NSEC22 VFCrypter - Sat, May 28, 2022 - Barberousse
VFCrypter
Part 1
We have a .vbe
file. Wtf is this? file
doesn’t know either
$ file VFCrypter/ogeliruhg.vbe
VFCrypter/ogeliruhg.vbe: data
Fortunately, binwalk does
binwalk VFCrypter/ogeliruhg.vbe
DECIMAL HEXADECIMAL DESCRIPTION
--------------------------------------------------------------------------------
0 0x0 Windows Script Encoded Data (screnc.exe)
It turns out that screnc.exe
is the Microsoft Script Encoder. Basically an obfuscator for VBS. Some brave souls have already created scripts to decode these
Running the script on our vbe gives us some very ugly vbs. After some prettifying, it looks like this:
Function print(S)
WScript.Echo s
End Function
Function md5haShBytes(aBYtes)
Dim MD5
Set mD5 = CreateObject("System.Security.Cryptography.MD5CryptoServiceProvider")
MD5.initialiZe()
md5hashByTes = MD5.ComputeHasH_2((aBytes))
End Function
Function StringToUTfBytes(aStrinG)
Dim uTf8
Set UTf8 = CreateObject("System.Text.UTF8Encoding")

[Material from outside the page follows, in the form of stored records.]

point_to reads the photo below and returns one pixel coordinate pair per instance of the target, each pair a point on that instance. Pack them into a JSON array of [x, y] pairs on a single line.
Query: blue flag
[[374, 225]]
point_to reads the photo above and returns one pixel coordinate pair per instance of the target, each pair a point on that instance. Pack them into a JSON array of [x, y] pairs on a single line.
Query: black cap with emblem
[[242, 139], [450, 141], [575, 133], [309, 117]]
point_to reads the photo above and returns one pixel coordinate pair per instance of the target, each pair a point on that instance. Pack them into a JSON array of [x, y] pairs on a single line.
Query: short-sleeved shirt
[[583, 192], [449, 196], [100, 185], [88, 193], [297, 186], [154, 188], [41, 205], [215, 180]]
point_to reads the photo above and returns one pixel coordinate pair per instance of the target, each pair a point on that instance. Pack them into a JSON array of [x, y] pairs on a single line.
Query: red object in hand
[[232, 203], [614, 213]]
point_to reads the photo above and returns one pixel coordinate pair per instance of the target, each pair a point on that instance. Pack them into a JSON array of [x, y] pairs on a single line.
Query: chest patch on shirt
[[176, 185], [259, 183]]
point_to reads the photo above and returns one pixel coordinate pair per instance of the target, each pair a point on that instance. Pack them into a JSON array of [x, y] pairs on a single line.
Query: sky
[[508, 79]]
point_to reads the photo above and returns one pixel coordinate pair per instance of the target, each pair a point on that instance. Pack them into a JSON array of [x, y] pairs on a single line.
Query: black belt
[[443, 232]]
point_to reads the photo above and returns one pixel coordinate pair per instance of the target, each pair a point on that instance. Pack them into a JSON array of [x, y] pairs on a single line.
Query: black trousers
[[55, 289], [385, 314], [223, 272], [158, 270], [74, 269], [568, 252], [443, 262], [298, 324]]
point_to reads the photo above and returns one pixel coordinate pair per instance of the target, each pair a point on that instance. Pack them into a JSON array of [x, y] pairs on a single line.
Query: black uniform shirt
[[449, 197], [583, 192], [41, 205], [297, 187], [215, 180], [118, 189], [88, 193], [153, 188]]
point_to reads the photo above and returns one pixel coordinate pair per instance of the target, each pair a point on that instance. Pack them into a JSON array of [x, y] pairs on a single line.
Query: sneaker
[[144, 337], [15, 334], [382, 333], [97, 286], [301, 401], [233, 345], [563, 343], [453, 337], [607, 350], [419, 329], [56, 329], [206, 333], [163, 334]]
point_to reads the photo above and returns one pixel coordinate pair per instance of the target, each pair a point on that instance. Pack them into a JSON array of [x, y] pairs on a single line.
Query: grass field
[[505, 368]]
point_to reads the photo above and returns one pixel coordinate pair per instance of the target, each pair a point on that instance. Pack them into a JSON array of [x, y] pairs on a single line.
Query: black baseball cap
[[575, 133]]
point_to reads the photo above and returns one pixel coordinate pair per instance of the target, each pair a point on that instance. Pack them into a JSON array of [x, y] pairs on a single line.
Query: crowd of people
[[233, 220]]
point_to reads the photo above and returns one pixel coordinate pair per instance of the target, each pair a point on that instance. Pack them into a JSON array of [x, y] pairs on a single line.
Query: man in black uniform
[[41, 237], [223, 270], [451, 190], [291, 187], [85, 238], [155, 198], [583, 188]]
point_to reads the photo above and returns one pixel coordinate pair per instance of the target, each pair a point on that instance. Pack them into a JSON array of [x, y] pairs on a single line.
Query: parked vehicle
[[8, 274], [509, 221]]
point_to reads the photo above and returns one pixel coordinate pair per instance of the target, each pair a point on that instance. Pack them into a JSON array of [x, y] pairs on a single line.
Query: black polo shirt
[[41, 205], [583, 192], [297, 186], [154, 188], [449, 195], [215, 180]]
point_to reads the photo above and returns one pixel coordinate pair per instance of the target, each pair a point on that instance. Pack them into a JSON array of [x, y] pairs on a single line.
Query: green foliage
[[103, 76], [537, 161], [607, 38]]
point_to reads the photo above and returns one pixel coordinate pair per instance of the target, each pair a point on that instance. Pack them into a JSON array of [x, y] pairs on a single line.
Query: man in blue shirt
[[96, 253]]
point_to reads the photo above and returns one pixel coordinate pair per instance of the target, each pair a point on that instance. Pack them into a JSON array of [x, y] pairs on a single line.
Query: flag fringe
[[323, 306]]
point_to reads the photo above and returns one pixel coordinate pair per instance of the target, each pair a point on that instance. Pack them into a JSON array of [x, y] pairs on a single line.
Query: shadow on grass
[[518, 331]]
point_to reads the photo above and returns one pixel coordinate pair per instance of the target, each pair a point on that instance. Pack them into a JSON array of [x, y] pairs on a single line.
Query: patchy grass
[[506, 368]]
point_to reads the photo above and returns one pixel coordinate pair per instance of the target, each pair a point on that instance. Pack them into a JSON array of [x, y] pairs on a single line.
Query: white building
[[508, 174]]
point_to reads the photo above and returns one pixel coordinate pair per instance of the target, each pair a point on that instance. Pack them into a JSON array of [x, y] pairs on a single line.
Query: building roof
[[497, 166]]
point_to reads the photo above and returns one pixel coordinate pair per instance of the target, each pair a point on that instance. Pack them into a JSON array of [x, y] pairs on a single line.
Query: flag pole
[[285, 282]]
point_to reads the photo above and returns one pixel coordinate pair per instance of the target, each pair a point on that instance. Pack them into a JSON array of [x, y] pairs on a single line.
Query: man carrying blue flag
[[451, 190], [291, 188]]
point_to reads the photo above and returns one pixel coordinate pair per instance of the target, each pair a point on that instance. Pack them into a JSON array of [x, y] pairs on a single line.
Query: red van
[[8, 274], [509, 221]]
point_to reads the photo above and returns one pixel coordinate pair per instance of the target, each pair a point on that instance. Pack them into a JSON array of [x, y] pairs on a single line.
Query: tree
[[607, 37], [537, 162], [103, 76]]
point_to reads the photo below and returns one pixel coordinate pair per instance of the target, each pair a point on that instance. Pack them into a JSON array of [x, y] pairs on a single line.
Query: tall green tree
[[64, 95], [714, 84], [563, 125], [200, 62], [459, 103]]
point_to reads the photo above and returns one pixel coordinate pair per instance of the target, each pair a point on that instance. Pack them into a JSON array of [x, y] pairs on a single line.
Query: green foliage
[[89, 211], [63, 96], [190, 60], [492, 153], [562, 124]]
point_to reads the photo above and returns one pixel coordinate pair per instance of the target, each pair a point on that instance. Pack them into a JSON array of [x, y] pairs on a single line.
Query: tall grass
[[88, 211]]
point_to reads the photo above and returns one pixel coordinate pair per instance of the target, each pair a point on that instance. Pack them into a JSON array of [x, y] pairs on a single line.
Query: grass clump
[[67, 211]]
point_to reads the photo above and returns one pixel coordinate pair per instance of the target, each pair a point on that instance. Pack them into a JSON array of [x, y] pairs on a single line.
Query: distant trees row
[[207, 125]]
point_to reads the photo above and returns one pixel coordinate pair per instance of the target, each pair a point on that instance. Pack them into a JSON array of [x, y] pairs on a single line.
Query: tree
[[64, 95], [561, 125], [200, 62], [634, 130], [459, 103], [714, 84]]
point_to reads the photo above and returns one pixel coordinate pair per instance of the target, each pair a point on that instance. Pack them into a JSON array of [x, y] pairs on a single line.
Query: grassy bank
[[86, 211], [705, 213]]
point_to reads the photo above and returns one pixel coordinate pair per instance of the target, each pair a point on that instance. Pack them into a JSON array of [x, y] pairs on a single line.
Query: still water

StringToUTfBytes = UTF8.GetBytes_4(aString)
End Function
Function bytestoHex(abytes)
Dim hExStr,x
For X = 1 To lenb(abytES)
heXStr = Hex(ascb(midb((ABytes),x,1)))
If Len(hexSTr) = 1 Then HexStR = "0" & Hexstr End If
byTesToHex = byTesTOHex & hexStr
Next
End Function
Dim DomaiN_hash
Dim good
gooD = 1
Set WshSheLl = CreateObject("WScript.Shell")
STRUserDOmain = wsHshell.ExpAnDENvironmEnTStrings("%USERDOMAIN%")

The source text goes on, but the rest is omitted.